Unfortunately those put out of work by such a policy would also be living in poverty. A CBO report from before the pandemic found that 1.3 million would be lifted out of poverty due to a $15 minimum wage. But also that it would cost roughly 1.3 million jobs (but as many as 3.7 million jobs could be lost). In other words, for every person taken out of poverty, at least one person would have their income reduced to zero. In the worst case scenario, nearly three times as many people will be put out of work than lifted out of poverty.

A more recent CBO study from this year found that 900,000 would be lifted out of poverty by such a policy, while 1.4 million jobs would be lost (but as many as 2.7 million). This report claims to include “the impact that the 2020-201 coronavirus pandemic is projected to have on the economy,” but that’s questionable given that the average expected job losses are so similar, while the maximum job losses expected are somehow lower in the pandemic-era. Regardless, both studies show significant reductions to employ due to a $15 minimum wage, and reality could be setting in.

According to Fox Business:

Biden told a group of political leaders that he does not see the proposed minimum wage hike passing as he prepares to use reconciliation to pass his coronavirus relief bill, a source present during the discussion confirmed to FOX Business.
The comments arose during a meeting between Biden and a bipartisan group of mayors and governors in the oval office on Feb. 12. Biden discussed his $1.9 trillion COVID relief package, which includes a mandate to raise the federal minimum wage to $15 an hour.
Biden told officials that it “doesn’t look like we can do it.” “I really want this in there but it just doesn’t look like we can do it because of reconciliation,” Biden told the group, according to the source. “I’m not going to give up. But right now, we have to prepare for this not making it.”
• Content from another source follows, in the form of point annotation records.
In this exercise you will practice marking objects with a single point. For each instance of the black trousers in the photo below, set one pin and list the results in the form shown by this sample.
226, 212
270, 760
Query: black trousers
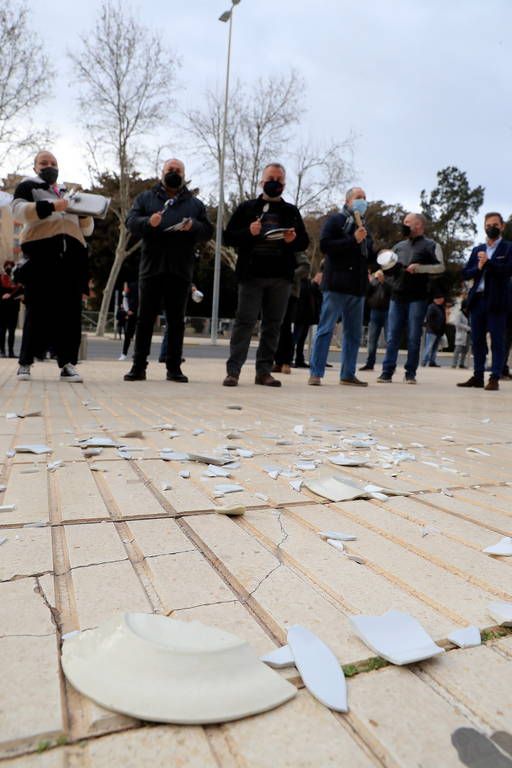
53, 313
171, 291
268, 295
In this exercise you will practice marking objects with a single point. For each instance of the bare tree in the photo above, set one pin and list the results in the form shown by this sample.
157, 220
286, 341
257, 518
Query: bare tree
260, 121
26, 77
127, 78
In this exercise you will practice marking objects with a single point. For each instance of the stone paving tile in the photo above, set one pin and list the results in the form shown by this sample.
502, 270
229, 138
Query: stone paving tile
111, 544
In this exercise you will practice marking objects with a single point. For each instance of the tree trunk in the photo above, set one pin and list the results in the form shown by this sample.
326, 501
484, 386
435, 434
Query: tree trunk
120, 256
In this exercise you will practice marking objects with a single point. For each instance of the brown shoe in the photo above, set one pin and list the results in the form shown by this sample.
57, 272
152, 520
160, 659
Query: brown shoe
231, 380
266, 380
474, 381
354, 382
492, 385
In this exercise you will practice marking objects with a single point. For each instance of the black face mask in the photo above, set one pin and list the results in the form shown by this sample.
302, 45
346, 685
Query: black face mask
273, 188
492, 232
49, 174
173, 180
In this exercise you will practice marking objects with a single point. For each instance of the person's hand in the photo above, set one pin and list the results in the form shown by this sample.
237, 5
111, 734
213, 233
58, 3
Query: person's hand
482, 259
255, 228
155, 219
360, 234
60, 205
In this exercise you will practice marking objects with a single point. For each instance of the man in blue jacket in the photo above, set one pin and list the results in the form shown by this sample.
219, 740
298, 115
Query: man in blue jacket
490, 268
170, 221
348, 248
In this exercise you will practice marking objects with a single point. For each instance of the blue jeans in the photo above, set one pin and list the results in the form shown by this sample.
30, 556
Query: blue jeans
431, 344
409, 315
349, 309
378, 321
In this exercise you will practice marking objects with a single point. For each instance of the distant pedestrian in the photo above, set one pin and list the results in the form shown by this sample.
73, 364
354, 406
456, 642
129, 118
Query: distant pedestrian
435, 328
490, 268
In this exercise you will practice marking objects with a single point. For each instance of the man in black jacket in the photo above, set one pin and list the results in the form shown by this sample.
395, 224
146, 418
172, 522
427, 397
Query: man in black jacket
170, 221
347, 247
418, 258
267, 233
490, 268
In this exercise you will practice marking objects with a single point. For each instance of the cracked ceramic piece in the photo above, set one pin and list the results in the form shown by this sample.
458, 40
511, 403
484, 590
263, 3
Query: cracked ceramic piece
337, 535
469, 637
396, 636
319, 668
279, 658
163, 670
501, 612
33, 448
503, 547
230, 511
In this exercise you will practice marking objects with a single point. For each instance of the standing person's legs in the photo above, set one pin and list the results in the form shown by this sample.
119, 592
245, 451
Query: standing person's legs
396, 321
496, 325
352, 312
274, 303
415, 316
250, 294
284, 351
329, 314
150, 296
478, 321
176, 292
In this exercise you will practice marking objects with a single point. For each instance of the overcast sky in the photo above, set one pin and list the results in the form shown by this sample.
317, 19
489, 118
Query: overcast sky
422, 84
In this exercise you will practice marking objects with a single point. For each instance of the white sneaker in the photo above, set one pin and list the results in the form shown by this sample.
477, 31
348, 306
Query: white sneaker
69, 373
23, 373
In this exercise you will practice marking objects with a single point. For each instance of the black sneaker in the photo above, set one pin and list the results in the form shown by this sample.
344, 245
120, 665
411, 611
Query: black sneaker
177, 376
135, 374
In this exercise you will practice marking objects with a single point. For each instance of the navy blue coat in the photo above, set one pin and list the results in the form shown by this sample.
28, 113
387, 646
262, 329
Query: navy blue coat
497, 273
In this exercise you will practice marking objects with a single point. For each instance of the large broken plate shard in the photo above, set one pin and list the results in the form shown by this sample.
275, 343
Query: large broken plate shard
319, 668
396, 636
163, 670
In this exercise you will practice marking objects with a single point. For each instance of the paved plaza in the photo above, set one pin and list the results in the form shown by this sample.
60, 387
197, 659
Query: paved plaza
99, 535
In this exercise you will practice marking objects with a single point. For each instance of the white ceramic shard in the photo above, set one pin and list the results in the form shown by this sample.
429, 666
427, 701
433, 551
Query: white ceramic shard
501, 612
163, 670
337, 535
33, 448
503, 547
396, 636
319, 668
469, 637
280, 658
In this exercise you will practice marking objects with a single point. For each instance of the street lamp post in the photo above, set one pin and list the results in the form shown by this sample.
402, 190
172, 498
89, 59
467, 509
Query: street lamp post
226, 16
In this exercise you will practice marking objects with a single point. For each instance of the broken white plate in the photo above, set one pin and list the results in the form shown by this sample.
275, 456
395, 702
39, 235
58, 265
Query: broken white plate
319, 668
163, 670
501, 612
503, 547
280, 658
33, 448
337, 535
396, 636
469, 637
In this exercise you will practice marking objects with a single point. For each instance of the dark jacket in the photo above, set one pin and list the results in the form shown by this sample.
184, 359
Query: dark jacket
378, 295
497, 273
435, 319
168, 252
346, 263
257, 257
406, 286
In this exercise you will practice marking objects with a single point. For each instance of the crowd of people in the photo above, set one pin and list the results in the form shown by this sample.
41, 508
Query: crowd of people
398, 286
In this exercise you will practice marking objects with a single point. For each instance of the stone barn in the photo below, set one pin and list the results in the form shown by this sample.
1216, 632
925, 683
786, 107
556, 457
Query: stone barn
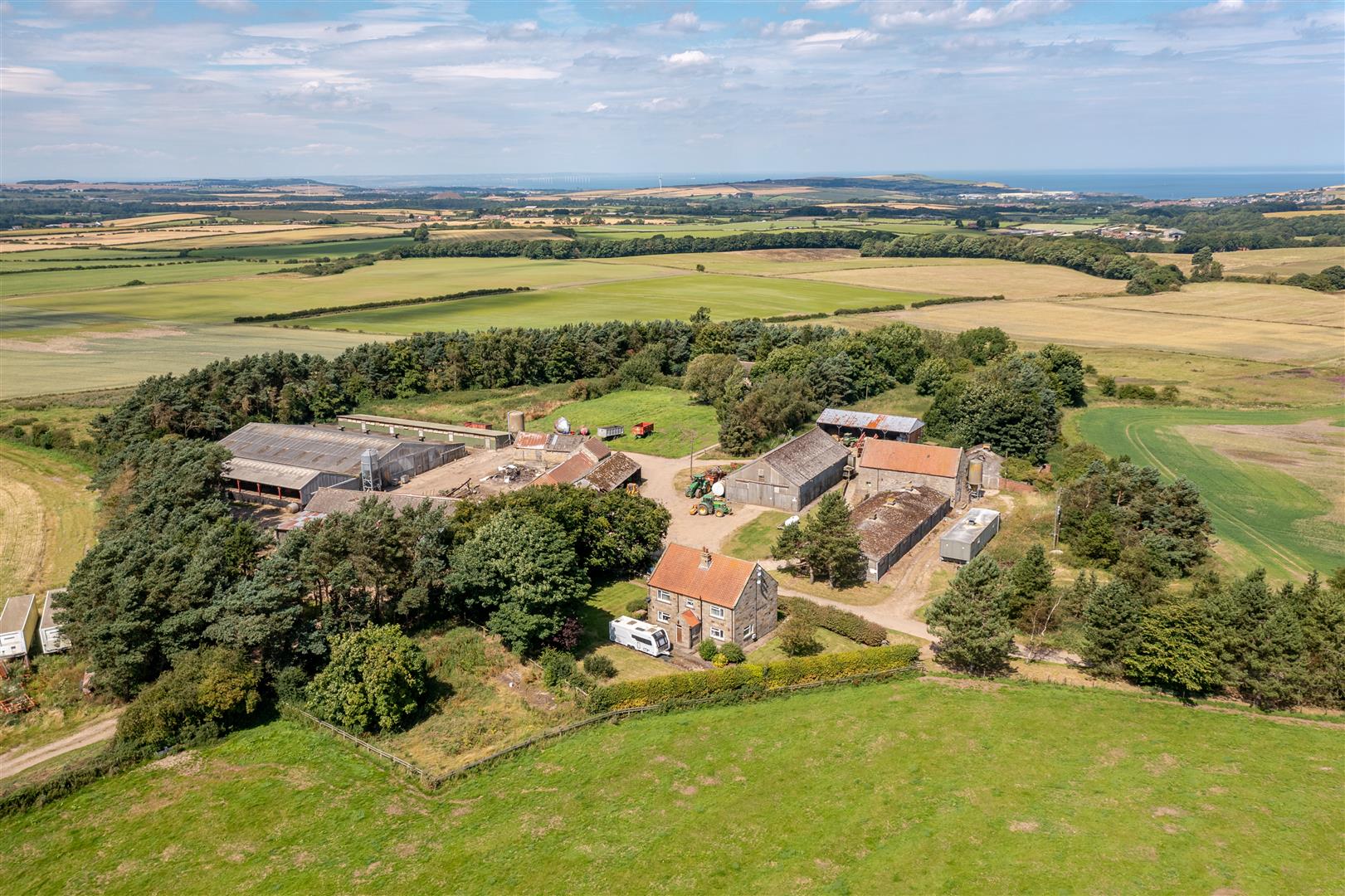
899, 465
792, 475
Among those present at the gathering included New York Gov. Andrew Cuomo, Arkansas Gov. Asa Hutchinson, New Mexico Gov. Michelle Lujan Grisham and Maryland Gov. Larry Hogan, as well as Atlanta Mayor Keisha Lance Bottoms, New Orleans Mayor Latoya Cantrell, Detroit Mayor Mike Duggan, Miami Mayor Francis Suarez and Arlington, Texas, Mayor Jeff Williams.
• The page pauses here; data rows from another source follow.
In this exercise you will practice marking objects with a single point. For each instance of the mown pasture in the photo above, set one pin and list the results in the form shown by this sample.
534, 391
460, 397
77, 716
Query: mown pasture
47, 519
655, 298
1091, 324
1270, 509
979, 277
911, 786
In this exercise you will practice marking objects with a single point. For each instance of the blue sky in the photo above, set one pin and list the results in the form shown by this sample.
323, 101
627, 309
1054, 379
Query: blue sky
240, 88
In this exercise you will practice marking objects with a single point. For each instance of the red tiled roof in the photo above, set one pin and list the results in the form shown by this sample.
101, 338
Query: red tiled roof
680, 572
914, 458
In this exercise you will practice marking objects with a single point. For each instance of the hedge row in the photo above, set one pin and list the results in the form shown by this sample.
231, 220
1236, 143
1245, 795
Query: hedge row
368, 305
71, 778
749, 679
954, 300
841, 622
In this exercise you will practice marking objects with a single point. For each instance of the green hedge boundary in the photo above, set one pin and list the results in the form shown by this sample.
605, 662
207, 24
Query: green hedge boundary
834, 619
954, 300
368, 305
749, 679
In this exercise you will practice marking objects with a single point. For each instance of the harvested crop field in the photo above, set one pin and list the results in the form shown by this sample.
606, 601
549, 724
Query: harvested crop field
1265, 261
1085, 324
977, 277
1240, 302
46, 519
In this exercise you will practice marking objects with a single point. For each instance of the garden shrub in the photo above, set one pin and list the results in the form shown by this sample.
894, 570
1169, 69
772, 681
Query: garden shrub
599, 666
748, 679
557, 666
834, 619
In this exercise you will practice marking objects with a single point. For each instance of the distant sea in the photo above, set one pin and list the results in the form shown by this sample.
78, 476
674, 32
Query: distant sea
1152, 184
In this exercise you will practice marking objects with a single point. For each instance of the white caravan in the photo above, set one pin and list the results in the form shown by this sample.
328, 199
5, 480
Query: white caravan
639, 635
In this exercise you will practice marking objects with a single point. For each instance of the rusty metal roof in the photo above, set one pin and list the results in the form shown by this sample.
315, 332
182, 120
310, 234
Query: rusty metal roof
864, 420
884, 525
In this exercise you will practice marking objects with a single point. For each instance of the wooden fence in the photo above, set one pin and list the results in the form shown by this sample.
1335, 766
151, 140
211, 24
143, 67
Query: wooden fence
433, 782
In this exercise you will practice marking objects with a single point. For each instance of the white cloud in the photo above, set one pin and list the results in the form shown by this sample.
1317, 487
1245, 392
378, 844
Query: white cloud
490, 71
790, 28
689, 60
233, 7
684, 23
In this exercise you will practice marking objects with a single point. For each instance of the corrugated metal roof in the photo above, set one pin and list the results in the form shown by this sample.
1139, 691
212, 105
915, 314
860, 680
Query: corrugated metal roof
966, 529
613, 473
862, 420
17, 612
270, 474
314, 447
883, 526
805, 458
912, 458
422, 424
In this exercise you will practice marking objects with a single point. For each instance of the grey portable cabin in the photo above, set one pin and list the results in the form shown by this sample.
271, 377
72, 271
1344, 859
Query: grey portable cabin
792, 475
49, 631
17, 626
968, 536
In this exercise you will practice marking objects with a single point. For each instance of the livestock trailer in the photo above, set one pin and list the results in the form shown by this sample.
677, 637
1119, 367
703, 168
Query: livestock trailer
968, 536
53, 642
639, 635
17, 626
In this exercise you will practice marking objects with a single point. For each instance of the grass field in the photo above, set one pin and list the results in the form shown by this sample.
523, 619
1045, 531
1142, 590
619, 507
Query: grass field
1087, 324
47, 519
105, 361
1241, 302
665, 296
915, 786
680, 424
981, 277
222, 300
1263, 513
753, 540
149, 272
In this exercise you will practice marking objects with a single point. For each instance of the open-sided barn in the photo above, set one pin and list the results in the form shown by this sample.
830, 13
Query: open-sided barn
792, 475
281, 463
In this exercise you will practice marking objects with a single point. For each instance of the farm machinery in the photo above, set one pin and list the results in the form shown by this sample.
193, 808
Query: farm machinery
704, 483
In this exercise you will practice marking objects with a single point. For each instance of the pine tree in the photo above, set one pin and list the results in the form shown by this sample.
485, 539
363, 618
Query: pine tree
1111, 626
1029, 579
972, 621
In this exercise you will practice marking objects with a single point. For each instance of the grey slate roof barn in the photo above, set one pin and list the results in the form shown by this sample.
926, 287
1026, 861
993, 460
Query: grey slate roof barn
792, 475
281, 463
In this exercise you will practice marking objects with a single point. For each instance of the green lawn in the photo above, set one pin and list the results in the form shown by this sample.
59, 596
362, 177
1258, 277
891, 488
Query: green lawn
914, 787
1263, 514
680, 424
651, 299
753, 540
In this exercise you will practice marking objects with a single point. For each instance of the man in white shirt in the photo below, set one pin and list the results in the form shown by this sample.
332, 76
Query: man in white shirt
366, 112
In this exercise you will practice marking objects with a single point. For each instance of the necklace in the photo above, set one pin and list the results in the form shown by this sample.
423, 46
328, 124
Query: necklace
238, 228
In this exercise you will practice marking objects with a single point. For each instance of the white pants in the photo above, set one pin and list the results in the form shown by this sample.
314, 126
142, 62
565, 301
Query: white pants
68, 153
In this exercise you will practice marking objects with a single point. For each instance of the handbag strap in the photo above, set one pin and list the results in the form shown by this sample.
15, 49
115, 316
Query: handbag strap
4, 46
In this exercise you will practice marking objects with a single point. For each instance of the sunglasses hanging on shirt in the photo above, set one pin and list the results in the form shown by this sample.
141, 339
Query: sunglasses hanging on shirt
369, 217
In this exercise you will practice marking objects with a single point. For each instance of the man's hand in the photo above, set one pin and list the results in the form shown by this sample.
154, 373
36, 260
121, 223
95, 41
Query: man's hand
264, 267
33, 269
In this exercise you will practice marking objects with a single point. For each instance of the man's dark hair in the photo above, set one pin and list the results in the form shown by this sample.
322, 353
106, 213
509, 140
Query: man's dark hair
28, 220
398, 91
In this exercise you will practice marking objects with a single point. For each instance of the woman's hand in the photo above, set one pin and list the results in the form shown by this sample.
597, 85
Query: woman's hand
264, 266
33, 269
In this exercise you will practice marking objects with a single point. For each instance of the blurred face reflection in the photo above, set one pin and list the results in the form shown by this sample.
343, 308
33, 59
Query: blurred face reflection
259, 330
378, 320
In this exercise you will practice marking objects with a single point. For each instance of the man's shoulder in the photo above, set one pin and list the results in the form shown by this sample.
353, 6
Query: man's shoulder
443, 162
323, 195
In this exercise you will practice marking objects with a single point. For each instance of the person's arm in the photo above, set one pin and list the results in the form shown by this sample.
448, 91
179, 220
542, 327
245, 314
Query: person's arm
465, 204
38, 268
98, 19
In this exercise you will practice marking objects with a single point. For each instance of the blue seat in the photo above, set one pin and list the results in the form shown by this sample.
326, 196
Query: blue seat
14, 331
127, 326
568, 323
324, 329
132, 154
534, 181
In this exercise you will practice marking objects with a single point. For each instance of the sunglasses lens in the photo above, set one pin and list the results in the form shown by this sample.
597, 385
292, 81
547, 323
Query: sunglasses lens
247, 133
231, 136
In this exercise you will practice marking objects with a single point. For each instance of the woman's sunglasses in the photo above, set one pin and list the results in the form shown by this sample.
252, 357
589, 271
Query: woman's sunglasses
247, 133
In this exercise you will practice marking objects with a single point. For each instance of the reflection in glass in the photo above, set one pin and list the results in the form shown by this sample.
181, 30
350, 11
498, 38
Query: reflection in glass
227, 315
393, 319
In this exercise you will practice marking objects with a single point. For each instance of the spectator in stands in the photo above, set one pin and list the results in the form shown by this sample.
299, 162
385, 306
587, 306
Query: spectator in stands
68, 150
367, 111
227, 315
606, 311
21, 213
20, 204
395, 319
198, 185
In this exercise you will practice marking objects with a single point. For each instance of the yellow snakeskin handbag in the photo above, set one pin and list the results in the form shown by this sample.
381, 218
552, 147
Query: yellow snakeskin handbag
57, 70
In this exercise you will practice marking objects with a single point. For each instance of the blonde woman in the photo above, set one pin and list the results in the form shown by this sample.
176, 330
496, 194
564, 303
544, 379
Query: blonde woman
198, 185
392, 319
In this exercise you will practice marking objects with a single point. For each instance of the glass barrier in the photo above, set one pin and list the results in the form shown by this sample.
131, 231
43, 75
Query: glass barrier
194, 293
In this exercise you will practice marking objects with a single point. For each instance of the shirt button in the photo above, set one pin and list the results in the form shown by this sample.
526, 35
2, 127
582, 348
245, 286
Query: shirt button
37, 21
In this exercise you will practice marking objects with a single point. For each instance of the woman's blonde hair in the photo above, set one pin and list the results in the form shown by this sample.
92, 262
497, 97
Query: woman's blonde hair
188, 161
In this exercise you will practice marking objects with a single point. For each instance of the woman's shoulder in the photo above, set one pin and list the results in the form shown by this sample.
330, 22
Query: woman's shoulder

Critics often point out that America’s $7.25 federal minimum wage is low relative to the minimum wages we see in Europe, but solely looking at the federal minimum wage is misleading because most major cities have set their own minimum wages higher than the federal minimum, and most Americans live in urban environments. In 2019 the effective average minimum wage was about $12 an hour when you take into account state and local minimum wages. This may be appropriate for certain areas, but given the variation in the cost of living throughout America, a high minimum wage everywhere is bad policy.
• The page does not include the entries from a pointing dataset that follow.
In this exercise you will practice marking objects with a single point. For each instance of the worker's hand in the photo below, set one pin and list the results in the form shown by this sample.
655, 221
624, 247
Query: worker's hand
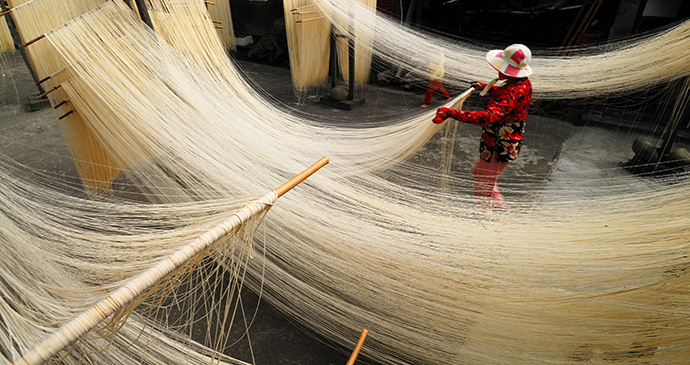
478, 86
444, 113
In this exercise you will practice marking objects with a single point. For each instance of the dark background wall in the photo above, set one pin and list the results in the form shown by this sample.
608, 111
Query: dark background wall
536, 22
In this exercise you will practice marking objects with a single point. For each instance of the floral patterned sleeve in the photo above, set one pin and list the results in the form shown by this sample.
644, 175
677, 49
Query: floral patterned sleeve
496, 109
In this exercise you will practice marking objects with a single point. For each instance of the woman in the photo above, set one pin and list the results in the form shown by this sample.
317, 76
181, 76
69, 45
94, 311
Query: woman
503, 120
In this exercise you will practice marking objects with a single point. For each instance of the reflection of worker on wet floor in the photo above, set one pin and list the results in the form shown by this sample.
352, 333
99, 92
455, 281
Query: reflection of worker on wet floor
436, 72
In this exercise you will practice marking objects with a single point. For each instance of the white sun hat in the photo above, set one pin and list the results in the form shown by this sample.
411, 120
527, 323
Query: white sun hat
512, 61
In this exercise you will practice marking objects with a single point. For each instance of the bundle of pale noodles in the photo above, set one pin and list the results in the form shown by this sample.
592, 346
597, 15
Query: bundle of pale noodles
576, 273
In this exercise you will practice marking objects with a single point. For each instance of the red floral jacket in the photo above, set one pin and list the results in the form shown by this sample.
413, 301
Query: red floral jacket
503, 121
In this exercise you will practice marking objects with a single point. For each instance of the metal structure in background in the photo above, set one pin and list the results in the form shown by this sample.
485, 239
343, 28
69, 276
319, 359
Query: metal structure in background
661, 157
349, 102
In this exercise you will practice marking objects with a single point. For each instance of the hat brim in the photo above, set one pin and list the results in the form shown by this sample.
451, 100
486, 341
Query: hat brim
496, 61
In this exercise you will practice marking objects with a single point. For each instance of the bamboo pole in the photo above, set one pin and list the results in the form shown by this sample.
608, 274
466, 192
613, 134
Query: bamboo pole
358, 347
78, 326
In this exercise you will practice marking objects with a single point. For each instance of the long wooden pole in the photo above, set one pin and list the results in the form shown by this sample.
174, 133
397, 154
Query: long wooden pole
78, 326
358, 347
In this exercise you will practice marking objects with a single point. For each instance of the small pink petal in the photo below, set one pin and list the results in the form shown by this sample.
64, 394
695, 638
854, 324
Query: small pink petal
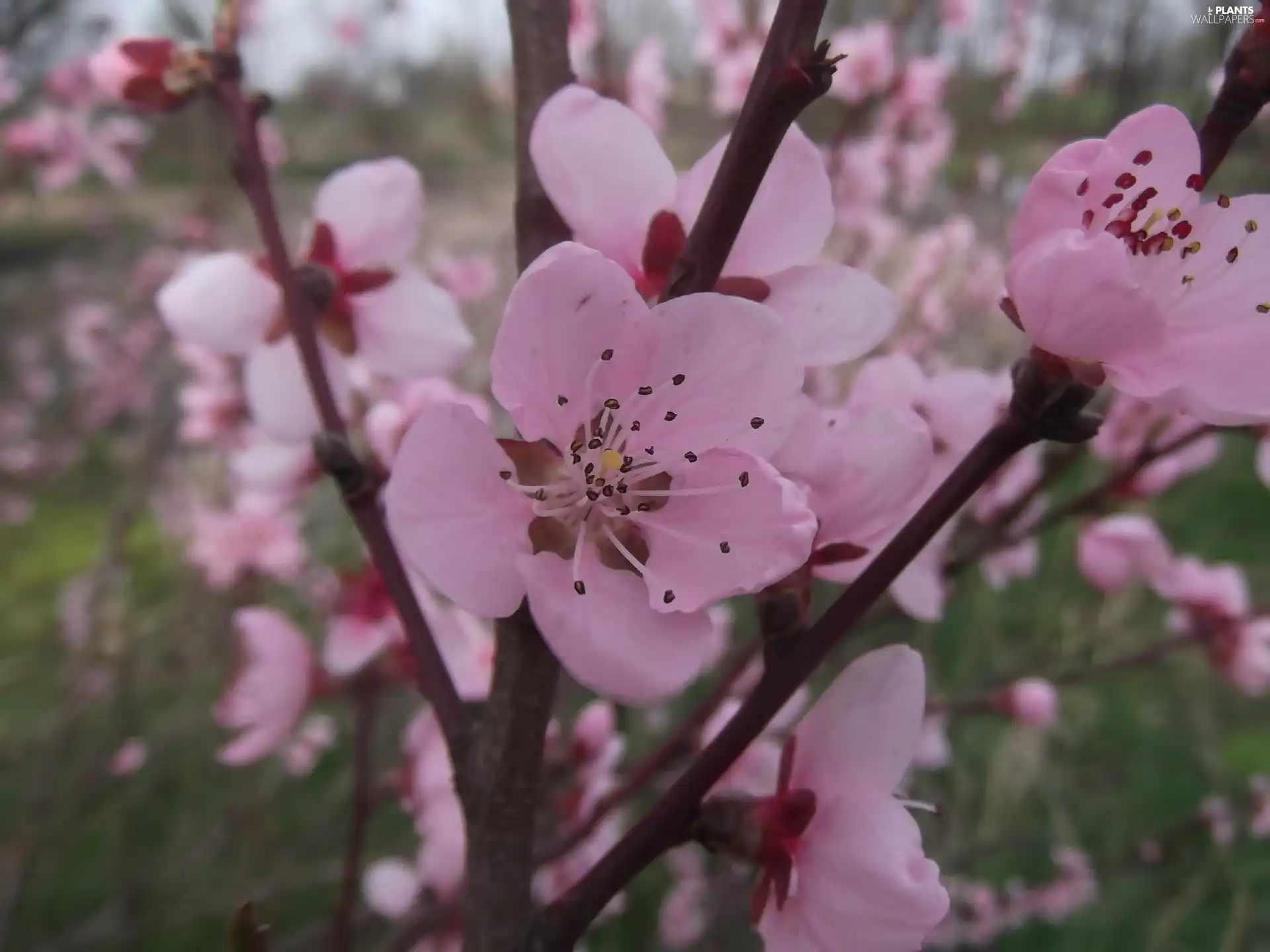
709, 547
375, 210
835, 313
277, 390
458, 522
409, 328
564, 313
865, 728
610, 640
For more rural areas with lower costs of living, a $15 minimum wage would be particularly devastating. Even implementing a $15 minimum wage in Seattle (hardly a cheap place) proved problematic. A study conducted by the University of Washington found that their $15 minimum wage law reduced hours by 9 percent, which caused wages to fall on net by 6 percent. And the kicker? That study was conducted when Seattle’s minimum wage had “only” risen from $10.50 to $13 an hour, as the $15 wage was phased in gradually. And despite that $2.5 an hour raise at the time of the study, workers were still $125 a month worse off. In response, Seattle’s legislature, which commissioned the study, promptly fired all the University of Washington researchers for making the mistake of stumbling upon the truth.

A poll of professional economists in 2019 found 74% opposing a $15 minimum wage. That should deter any politician from supporting such a policy – but it doesn’t because the opposition to such a policy among economists is a mirror image of the opinion of non-economists, who overwhelmingly support it.